『ALL FOR ONE』
「…ふぅ……」
訓練室の個室から出て、私はぐーんと伸びをした。
「付き合ってくれてありがとうね。
えっと…陽灯さん?」
隣の個室から現れた女性に笑い掛けられ、私も釣られて笑った。
「はい!
こちらこそ、ありがとうございました!」
そう言ってから、私はペコリと頭を下げた。
十連続対戦をして貰った、この優しく可愛い女性は一瀬 佳純さん。
私と同じく今期から入ったそうだ。
結果は6対4で、私が6回勝てた。
佳純さんは狙撃部だから、位置さえ解れば殆ど勝てる。
一発で仕留められ手も足もでずに負けるか、位置を見つけて勝てるかのどちらかだ。
でも、何度も相手をしてくれたお陰で、狙撃する人がどんな場所を狙うか、ちょっと解った。
「ねぇ、陽灯ちゃんって…何だか慣れてる?」
………慣れてるとは?
「あ、戦闘ですか?
それともアンゲルスのことでしょうか?
…何にしても、恐らく私が研修生だったからですね。」
私がセカイ慣れてるのも、武器を少しだけ上手く扱えるのも、あと道が解るのも…。
全て、研修生の時に学んでいたからだと思う。
道が解るのはジゼルさんや、他の同じ寮の人に案内して貰ったからだけど。
立ち入り禁止のところとかも含め。
本来の戦闘なら、狙撃主の方が圧倒的に有利だから僅差でも少し疑問を抱くのかもしれない。
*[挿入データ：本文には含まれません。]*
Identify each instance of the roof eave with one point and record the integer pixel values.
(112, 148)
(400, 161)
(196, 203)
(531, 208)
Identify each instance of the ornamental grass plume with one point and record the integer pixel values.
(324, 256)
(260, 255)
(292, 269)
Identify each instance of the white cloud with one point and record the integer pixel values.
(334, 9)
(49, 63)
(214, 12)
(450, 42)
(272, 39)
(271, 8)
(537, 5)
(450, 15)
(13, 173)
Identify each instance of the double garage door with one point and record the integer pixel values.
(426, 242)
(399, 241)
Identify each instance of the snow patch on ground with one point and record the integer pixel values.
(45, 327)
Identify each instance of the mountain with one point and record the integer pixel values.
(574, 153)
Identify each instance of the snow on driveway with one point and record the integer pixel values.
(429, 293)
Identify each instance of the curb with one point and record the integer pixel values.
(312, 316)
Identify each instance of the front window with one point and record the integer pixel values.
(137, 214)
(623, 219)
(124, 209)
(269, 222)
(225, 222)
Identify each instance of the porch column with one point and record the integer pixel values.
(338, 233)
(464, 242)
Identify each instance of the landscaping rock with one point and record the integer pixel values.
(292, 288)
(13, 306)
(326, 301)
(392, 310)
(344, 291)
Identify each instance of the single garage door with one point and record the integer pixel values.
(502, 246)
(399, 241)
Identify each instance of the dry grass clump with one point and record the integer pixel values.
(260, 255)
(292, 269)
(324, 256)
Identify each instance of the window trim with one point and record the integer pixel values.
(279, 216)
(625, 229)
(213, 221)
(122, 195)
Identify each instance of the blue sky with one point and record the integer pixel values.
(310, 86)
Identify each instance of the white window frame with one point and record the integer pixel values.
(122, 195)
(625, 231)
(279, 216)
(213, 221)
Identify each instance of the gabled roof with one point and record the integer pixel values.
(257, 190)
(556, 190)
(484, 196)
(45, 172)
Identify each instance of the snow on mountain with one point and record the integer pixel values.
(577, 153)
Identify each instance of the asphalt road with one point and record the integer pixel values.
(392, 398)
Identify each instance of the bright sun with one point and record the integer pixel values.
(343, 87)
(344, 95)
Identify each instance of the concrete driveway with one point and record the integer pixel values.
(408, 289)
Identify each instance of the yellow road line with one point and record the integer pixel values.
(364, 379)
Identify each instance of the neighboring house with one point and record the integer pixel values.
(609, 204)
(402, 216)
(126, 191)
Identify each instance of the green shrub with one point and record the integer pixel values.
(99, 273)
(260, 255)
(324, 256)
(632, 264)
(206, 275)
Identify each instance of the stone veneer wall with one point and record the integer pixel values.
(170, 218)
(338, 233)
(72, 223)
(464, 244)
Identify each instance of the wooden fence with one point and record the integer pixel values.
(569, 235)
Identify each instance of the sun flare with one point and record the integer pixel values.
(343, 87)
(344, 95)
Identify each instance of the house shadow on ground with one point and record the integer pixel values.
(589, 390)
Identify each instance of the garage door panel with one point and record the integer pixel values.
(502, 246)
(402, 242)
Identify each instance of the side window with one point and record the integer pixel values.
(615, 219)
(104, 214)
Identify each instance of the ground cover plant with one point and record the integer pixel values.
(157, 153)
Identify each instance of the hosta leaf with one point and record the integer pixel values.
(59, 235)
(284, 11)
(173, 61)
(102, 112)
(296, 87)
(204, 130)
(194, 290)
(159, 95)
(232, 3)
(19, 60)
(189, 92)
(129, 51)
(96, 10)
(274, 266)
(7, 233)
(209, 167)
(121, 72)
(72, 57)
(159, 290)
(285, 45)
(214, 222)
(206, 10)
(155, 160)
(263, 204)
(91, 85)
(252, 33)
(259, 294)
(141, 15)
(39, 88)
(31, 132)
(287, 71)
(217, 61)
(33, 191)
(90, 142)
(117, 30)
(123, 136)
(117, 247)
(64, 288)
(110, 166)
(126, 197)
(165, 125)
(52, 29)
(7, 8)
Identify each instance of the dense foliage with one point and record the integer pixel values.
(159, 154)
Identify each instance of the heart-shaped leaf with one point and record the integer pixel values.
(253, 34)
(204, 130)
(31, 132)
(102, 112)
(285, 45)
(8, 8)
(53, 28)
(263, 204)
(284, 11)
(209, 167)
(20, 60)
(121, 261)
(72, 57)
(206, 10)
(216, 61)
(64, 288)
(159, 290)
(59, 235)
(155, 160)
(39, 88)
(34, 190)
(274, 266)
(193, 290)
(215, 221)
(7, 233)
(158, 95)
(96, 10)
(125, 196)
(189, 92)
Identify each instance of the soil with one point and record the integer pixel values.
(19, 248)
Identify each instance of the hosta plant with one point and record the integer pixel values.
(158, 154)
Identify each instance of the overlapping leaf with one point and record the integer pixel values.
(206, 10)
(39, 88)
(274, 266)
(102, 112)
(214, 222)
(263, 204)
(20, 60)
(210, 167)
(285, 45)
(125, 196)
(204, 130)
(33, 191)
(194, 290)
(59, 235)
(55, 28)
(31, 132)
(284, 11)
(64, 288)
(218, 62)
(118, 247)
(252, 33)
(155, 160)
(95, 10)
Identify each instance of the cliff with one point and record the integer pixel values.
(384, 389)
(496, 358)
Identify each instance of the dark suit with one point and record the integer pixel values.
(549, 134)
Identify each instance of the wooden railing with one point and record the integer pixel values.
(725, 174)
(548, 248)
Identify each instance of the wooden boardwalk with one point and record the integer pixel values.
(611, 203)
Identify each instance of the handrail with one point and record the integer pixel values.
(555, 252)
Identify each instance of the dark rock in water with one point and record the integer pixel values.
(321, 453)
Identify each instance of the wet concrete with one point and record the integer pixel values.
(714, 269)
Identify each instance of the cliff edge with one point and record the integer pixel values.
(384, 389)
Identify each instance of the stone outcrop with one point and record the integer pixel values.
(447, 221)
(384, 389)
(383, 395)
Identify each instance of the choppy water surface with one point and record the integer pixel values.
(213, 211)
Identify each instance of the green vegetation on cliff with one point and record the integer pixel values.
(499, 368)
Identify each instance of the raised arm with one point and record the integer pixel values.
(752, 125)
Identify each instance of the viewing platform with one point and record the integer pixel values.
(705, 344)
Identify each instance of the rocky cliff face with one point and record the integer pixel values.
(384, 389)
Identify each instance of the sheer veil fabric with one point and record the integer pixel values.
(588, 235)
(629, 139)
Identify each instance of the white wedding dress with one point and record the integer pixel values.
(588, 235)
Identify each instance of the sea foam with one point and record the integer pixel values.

まあ、アンゲルスにおいては能力っていう反則技があるから、一概に狙撃主が有利とも言えないのだけれど。
「研修生……?
あれっ、もしかして幹部候補なの?!
キャー!上司じゃない!」
あー…、そう言う言い方も出来ますね。
一応、幹部になるために…つまりは正社員的な立ち位置になるために研修生になってたから。
「なれずにそのままクビになるかもしれませんし。
そもそも今は単なる新入生です。
上司でも何でもありませんわ。」
クビになったとしても、ここで働いたって言うだけで系列の企業で優遇して貰える。
ここで死ぬのか、そのまま生きるのか。
解りやすい。
「なら、色々教えてくれない?
私たち、ここのことあんまり解らなくて!
師匠?とか探してたの」
え、ええっ?
教える?!私が?!
いや、私たちってあと誰??
しかも師匠?!
「えっと、教えるのは出来る限りしますけど
師匠は戦術に置けるものなので、私は無理です。
あと、私たちって…?!」
おお、我ながら上手く纏められた。
アンゲルスのルールなどは互いに教え合うのが基本だ。
一応、紙上に纏められて全員に配られてはいるけど、それだけじゃ解りにく事も多い。
だからその書類も解らないことは誰かに聞くように。的な文で閉められてる。
そうする理由は解りにくいからと言うのもあるけど、その教える側の方の理解力を高めるためと、何より隊員同士の交流を深めるためだ。
交流を深める理由は色々ある。
団結力を高めて効率をあげるとか、裏切り者を出さないためとか。
何より、アニマは感情の量に比例するから。
だから思春期は一番増える。
多感な時期。
そのまんまだ。
故に思春期か、それ以下の年齢にアンゲルスに入ると一番良い。
感情としても、肉体の抵抗としても。
だからアンゲルスは子供が多い。
大人では、アニマの量は減る一方で、肉体もアニマへの抵抗を持っていないため、過剰に増えるとアニマに体が耐えられない。
故にマターを扱えず、カルディアとは呼べない。
『誰でも良いんだったら僕がやってるんだよ。』
帆凪様が以前、他人の言葉だよって笑いながら、言っていた。
今どうなのか解らないけど、正統者だけの時代は、特に大人達はやるせなかっただろうなぁと思う。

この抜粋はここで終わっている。